再帰型ニューラルネットワークその４

AIって結局何なのかよく分からないので、とりあえず100日間勉強してみた Day90

経緯についてはこちらをご参照ください。

AIって結局何なのかよく分からないので、とりあえず100日間勉強してみた Day0

■本日の進捗

RNNの学習を理解

■はじめに

今回も「ゼロから作るDeep Learning②　自然言語処理編（オライリー・ジャパン）」から学んでいきます。

今回は、前回実装した再帰型ニューラルネットワークを学習できる形に実装していきます。

■RNNの学習

これまでも用いてきた簡易版PTBデータセットを再帰型ニューラルネットワークで学習するように実装してみます。ただし、データセットは学習の軽量化のため、最初の1000個を用いるようにします。

import sys
import os
sys.path.append('..')
import numpy as np
import matplotlib.pyplot as plt

import pickle
from sklearn.utils.extmath import randomized_svd
import collections

GPU = False

# setting for PTB dataset
key_file = {
    'train':'ptb.train.txt',
    'test':'ptb.test.txt',
    'valid':'ptb.valid.txt'
}
save_file = {
    'train':'ptb.train.npy',
    'test':'ptb.test.npy',
    'valid':'ptb.valid.npy'
}
vocab_file = 'ptb.vocab.pkl'
dataset_dir = os.path.dirname(os.path.abspath(__file__))
mid_path = '..\..\Download_Dataset\lstm-master\data'

def load_vocab():
    vocab_path = os.path.join(dataset_dir, vocab_file)
    print(vocab_path)
    if os.path.exists(vocab_path):
        with open(vocab_path, 'rb') as f:
            word_to_id, id_to_word = pickle.load(f)
        return word_to_id, id_to_word

    word_to_id = {}
    id_to_word = {}
    data_type = 'train'
    file_name = key_file[data_type]
    file_path = os.path.join(dataset_dir, mid_path, file_name)

    words = open(file_path).read().replace('\n', '<eos>').strip().split()

    for i, word in enumerate(words):
        if word not in word_to_id:
            tmp_id = len(word_to_id)
            word_to_id[word] = tmp_id
            id_to_word[tmp_id] = word

    with open(vocab_path, 'wb') as f:
        pickle.dump((word_to_id, id_to_word), f)
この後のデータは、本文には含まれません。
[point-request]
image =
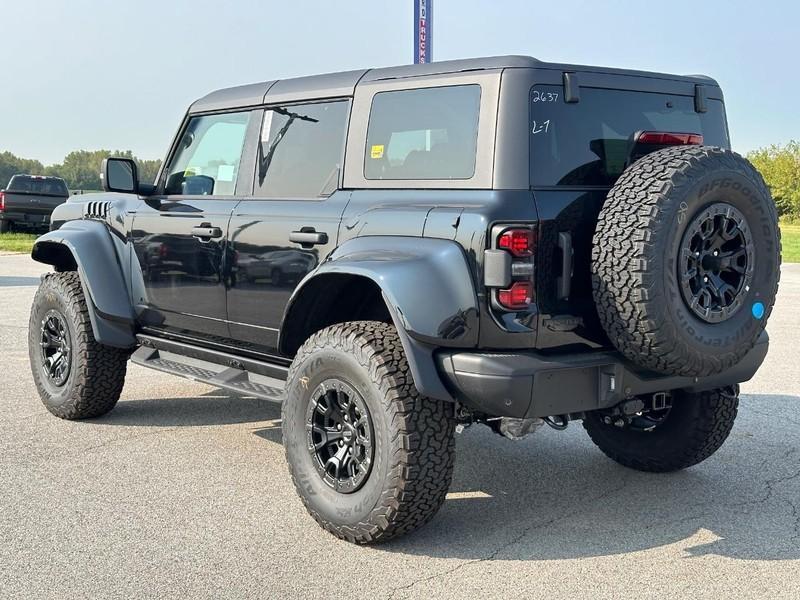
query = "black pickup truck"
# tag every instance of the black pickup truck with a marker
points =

    return word_to_id, id_to_word

def load_data(data_type='train'):
    if data_type == 'val': data_type = 'valid'
    save_path = dataset_dir + '\\' + save_file[data_type]
    print('save_path:', save_path)

    word_to_id, id_to_word = load_vocab()

    if os.path.exists(save_path):
        corpus = np.load(save_path)
        return corpus, word_to_id, id_to_word
    
    file_name = key_file[data_type]
    file_path = os.path.join(dataset_dir, mid_path, file_name)
    words = open(file_path).read().replace('\n', '<eos>').strip().split()
    corpus = np.array([word_to_id[w] for w in words])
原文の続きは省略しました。